Wales at odds with England over personal budgets

Leading politicians from Wales’s  ruling parties have indicated their opposition to rolling out personal budgets to adult social care users, contrary to the direction of policy being taken in England.

In a speech to the National Social Services Conference this week, Labour’s deputy minister for social services, Gwenda Thomas, pledged her commitment to personalised services, with users’ views at the heart of policy, practice, and every care package.

But in a 30-minute speech she failed to mention personal budgets and said that personalisation did not mean handing out direct payments to everyone.

Wales yet to adopt personal budgets

Although direct payments have been available across the UK since 1997, Wales has not adopted personal budgets, which the UK government is aiming to provide for every adult in need of care and support in England over the long-term.

Under personal budgets, users are allocated a sum of money based on their needs, which they can take as a direct payment or leave to local authorities or others to manage.

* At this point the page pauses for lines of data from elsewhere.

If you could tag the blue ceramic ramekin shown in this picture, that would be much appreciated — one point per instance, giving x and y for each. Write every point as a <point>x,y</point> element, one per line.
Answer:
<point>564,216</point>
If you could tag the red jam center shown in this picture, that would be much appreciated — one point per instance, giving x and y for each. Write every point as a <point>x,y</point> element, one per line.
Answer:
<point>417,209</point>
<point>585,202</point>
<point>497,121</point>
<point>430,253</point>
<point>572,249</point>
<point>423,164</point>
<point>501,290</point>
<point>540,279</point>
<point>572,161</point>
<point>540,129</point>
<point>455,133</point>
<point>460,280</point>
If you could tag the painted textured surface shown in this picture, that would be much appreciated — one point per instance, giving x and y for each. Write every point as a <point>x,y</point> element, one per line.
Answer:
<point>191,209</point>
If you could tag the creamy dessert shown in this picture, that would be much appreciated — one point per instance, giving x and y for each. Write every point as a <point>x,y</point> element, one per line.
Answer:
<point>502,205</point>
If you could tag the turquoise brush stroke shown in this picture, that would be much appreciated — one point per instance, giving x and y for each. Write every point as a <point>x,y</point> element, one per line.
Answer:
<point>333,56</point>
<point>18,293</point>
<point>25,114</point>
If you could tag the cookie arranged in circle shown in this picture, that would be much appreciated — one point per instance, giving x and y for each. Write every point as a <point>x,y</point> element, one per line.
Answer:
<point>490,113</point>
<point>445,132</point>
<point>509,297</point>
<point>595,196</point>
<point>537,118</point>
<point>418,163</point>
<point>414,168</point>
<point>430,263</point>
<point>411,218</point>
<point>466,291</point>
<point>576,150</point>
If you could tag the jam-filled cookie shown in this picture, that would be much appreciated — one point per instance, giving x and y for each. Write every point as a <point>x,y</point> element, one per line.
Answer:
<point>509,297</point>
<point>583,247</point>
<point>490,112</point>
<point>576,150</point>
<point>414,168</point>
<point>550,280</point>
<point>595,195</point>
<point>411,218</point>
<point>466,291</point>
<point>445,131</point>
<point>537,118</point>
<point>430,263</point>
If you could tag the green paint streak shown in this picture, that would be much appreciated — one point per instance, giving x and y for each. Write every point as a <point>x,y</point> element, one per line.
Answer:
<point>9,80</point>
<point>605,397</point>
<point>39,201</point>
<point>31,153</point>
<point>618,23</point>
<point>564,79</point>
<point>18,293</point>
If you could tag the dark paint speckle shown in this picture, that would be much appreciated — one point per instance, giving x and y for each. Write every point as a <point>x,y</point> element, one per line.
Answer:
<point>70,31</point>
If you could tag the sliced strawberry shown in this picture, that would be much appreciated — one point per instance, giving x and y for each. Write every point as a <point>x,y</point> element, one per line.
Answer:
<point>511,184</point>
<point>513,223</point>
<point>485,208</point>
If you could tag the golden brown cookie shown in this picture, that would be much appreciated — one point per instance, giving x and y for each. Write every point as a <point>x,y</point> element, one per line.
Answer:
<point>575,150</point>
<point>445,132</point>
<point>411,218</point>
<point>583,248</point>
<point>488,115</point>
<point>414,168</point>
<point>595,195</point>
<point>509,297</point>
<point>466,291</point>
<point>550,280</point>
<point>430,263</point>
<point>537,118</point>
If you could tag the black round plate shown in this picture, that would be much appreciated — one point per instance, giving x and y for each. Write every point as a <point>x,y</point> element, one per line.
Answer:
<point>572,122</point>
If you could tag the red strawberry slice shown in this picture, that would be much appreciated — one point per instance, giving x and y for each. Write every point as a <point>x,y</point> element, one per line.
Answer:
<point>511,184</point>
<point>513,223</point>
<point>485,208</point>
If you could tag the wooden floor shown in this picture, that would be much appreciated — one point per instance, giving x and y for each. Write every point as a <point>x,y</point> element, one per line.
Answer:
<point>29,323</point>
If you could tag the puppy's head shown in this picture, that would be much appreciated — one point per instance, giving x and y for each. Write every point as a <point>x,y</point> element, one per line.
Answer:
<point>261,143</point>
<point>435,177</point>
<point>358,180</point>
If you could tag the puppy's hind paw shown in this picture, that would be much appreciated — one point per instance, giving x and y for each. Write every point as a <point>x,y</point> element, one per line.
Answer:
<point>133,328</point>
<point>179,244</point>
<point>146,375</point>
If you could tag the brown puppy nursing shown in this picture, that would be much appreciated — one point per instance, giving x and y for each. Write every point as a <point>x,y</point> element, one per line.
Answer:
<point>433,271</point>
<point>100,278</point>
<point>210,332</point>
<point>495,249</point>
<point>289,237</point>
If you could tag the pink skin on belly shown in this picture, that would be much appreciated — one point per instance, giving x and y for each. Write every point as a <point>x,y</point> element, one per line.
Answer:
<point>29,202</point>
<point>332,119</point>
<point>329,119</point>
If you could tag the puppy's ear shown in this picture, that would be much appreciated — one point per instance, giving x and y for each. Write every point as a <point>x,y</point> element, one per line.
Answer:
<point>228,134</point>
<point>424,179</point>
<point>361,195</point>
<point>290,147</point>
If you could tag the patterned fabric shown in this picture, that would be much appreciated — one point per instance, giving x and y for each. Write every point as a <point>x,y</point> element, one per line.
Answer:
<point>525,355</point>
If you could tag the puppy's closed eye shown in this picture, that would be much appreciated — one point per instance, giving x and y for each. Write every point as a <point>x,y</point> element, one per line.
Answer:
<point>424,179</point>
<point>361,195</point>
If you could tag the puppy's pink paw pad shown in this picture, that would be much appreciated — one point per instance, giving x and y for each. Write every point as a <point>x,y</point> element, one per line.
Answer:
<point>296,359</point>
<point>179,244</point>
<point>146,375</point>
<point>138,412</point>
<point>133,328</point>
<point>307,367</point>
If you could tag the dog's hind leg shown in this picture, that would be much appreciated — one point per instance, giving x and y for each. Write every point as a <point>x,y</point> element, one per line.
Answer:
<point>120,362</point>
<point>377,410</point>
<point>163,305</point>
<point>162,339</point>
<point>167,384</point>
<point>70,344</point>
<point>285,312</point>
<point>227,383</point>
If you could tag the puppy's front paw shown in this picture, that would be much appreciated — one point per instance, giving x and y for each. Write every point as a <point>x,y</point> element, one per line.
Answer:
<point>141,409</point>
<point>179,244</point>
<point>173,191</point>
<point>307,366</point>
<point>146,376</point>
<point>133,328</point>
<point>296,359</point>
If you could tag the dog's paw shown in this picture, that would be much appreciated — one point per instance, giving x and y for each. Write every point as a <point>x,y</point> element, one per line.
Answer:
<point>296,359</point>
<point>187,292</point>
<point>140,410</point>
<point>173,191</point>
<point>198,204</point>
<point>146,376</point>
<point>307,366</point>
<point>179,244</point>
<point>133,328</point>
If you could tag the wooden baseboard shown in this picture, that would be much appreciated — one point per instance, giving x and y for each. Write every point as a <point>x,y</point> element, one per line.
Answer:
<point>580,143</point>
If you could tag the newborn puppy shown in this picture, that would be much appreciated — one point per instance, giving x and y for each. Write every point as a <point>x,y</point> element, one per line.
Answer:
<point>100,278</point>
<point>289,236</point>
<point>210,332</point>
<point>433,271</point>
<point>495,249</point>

Helen Mary Jones, Welsh Assembly member and spokesperson for health and social services for Plaid Cymru, which is in coalition with Labour, expressed concern “about the rush to individualised budgets”.

Older people ‘do not want bells and whistles’

She told the conference: “While they can be useful to disabled people, particularly younger adults, many of the older people I speak to say they want a strong, generic service. They don’t want bells and whistles, they just want the same carer to turn up every day so they are safe and not working to the vagaries of the market.”



Conservative assembly member Andrew Davies, who took up the role of shadow minister for health and social services in February, told delegates that he was “keeping an open mind” on the subject.

“I’ll be engaging with professionals and users over the next 12 months as we develop a strategy that meets the needs of Wales.”

Direct payment take-up in Wales

In 2007-8, 2.3% of people receiving community services in Wales were given a direct payment, up from 1.9% in 2006-7, according to the Care and Social Services Inspectorate Wales’s annual report.